Gaël Davrinche nous invite à revisiter l’art muséal. Il fait face à des modèles vivants comme il le faisait auparavant à des tableaux d’époques diverses qui l’ont touchés. Sa série des Revisités, initiée en 2005, se réappropriait des chefs-d’oeuvre de la peinture comme s’il voulait, au lieu de leur rendre hommage, se débarrasser de la hantise que ces figures fantômes suscitent en venant occuper nos regards de manière obsédante. Son désir de table rase, sans doute impossible devant un tel déferlement cultureln il l’a réalisé par un recours à l’enfance : il s’est intéressé au dessin d’enfant afin de revenir aux origines d’un geste pictural dont la vivacité pouvait remettre en mouvement des portraits figés dans les galeries ou dans les livres d’art.

La place éminente du portrait, depuis l’art funéraire du Fayoum jusqu’à Manet, a fait du visage humain l’objet privilégié de la peinture et de l’autoportrait la forme achevée par laquelle la peinture se résume quand le peintre se peint. Mais que se passe-t-il lorsque la peinture devient une activité sans sujet et sans finalité externe et que des thèmes autrefois incontournables allant des Vanités à la nature morte, du portrait au paysage, tendent à se dissoudre dans la pure plasticité d’une poïétique du faire ?

Du savoir-faire au lâcher-prise

Il serait cavalier d’affirmer que l’art du portrait aurait déserté la pratique picturale : nombreux sont les peintres qui ont donné leur vision du portrait au XXe siècle, de Bonnard à Munch, de l’intensité naturaliste de Lucian Freud aux tensions dramaturgiques de Bacon, au renversant Baselitz et à Marlène Dumas. Un peintre de portrait comme Yan Pei Ming reproduit une technique qui lui a permis d’être reconnu car reconnaissable. Gaël Davrinche, lui, ne s’enferme pas dans un style répétitif. Il travaille en explorant successivement différents états de la peinture – comme il y a différents états de la matière allant du solide au liquide et au gazeux. Sa manière procède du réalisme pop de Tye and Dye (2016) à l’impressionisme (Sunset, 2016), de l’expressionisme (Ultimate Initiation, 2014) au fauvisme (Beach Bitch, 2016 ou Incarnation, 2020). Il a parfois peint de façon réaliste des objets au même titre que des visages dans sa série Portraits et accessoires, association incongrue de visages et d’objets – une façon de faire qui serait surréaliste si sa peinture ne s’imposait pas en tournant le dos à l’image.

Un homard est posé sur sa tête dans un autoportrait/nature morte (2013).
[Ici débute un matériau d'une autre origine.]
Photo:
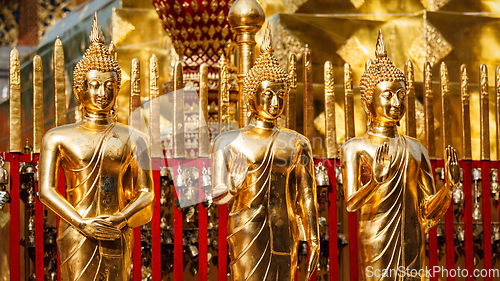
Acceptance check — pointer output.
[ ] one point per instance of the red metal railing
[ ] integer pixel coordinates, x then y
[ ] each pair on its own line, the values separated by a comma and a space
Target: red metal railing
467, 165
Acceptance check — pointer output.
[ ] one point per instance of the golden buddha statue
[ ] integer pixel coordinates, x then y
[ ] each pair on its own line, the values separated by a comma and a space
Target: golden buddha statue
108, 175
388, 178
266, 174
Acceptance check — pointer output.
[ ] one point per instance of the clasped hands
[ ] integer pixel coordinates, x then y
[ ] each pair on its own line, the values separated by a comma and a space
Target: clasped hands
105, 227
238, 171
382, 163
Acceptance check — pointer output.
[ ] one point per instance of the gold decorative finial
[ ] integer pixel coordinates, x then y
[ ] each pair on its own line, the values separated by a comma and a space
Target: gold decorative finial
266, 68
96, 33
380, 50
96, 57
267, 42
380, 70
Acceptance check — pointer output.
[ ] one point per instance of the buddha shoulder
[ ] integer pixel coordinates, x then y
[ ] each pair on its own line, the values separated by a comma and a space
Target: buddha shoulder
226, 138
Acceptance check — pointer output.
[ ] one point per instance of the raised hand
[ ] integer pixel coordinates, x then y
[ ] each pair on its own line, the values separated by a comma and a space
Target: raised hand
117, 221
99, 229
381, 163
238, 170
451, 167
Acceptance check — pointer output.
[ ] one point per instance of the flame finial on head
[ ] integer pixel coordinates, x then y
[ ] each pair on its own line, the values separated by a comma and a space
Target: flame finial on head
96, 35
96, 57
265, 68
380, 50
380, 70
267, 42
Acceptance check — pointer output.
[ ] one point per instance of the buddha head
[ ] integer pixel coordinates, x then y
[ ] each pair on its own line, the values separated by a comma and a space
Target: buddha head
97, 75
266, 83
383, 90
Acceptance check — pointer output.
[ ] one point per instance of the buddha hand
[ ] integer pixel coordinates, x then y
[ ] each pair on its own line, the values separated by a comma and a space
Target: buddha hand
381, 163
238, 170
99, 229
451, 168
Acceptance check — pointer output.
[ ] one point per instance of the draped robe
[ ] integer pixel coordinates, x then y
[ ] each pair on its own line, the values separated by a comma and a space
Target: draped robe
391, 223
267, 216
84, 258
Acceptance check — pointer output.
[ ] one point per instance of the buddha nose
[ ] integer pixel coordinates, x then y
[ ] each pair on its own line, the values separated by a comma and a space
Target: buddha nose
395, 102
274, 101
102, 92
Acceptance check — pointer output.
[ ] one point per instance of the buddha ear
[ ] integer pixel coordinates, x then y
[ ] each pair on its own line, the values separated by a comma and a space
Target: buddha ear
77, 95
367, 106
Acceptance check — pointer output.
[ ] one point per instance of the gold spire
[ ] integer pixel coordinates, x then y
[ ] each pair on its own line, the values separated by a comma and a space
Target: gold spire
266, 68
96, 33
380, 50
267, 42
96, 57
380, 70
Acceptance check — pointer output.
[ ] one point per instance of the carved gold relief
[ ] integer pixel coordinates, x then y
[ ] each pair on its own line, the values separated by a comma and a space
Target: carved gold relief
429, 45
353, 52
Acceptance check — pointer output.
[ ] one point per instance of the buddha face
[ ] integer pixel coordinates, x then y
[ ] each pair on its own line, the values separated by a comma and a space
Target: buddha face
389, 101
100, 91
269, 100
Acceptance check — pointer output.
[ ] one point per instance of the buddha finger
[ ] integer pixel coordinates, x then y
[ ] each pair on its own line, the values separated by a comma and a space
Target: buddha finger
377, 154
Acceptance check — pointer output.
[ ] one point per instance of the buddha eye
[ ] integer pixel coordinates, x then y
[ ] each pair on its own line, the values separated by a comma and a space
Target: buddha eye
94, 84
109, 85
387, 94
401, 94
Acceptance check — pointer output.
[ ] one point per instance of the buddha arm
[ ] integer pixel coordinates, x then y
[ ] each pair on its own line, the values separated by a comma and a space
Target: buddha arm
351, 178
434, 205
140, 208
220, 192
307, 202
50, 160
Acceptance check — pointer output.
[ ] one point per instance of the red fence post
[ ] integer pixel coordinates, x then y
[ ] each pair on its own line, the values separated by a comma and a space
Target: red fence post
433, 249
178, 220
155, 224
202, 227
486, 200
222, 243
332, 221
39, 254
15, 270
468, 201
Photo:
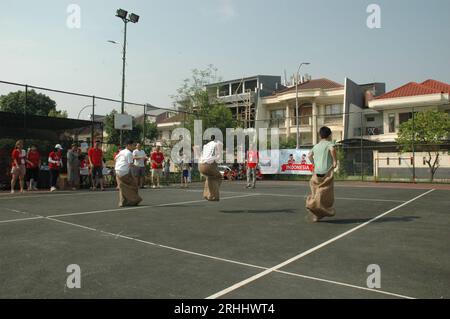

Autres accessoires : une pieuvre, des gants de boxe, des entonnoirs, une chaussure… Et un Mickey sur la tête d’un personnage portraituré (L’Immanence révélée, 2016). Un sac de plastique transparent peint magistralement coiffe une jeune femme (Claire, 2012).

Davrinche peint aussi des atmosphères comme ce nuage léger et presque oppressant de blancheur qu’est la Fillette à la colombe (2016). Et des flux, des coulures de peinture qui se superposent en transparence dans la série panique des explosions nommée Kalashnikov. Le format de ses portraits, avoisinant les 200%, accentue la brutalité de notre face à face avec sa peinture : elle nous saute vraiment à la figure.

Les tableaux de Davrinche exposent l’ampleur d’un champ pictural parcouru des tensions qui animent son projet. Sa peinture va d’un savoir-faire exigeant, proche d’une facture académique, jusqu’aux frontières de l’expressionnisme abstrait, évoquant parfois la gouaille burlesque d’Arnulf Rainer. Son savoir-faire maîtrisé ne s’oppose pas au lâcher-prise : il laisse place aux surprises qui peuvent naître de la gestuelle. Celles-ci existèrent dès l’origine de la peinture, ce que rappelle l’anecdote concernant le peintre Apelle dont on dit que, voulant peindre l’écume qui sortait de la bouche d’un cheval et au désespoir d’y parvenir, il jeta sur son tableau l’éponge qui lui servait à nettoyer ses pinceaux. Et par ce geste, il réussit à peindre l’écume. Ainsi, parfois, une intervention de l’accident se rajoute chez Davrinche à celui plus délibéré de l’accessoire.

Une expérience des limites

“Je tente de rendre visible la peinture, dit-il, comme expression de la couleur, de la touche, de la matière, du geste, de mon état sensible à l’instant T.”
En devenant à elle-même son propre objet, se manière de faire de la peinture se résume-t-elle à une recherche formelle et purement esthétique ? Sans doute. Mais cela n’empêche pas Davrinche de faire des incursions dans l’évocation, le second degré, l’ironie. L’allégorie est parfois présente dans le choix des objets qu’il utilise comme des accessoires – un terme signifiant pour lui le superflu, le dérisoire – alors que l’acte de peindre demeure bien l’essentiel. L’ajout de ces variantes anecdotiques produit un décalage qui peut faire intervenir une libre interprétation.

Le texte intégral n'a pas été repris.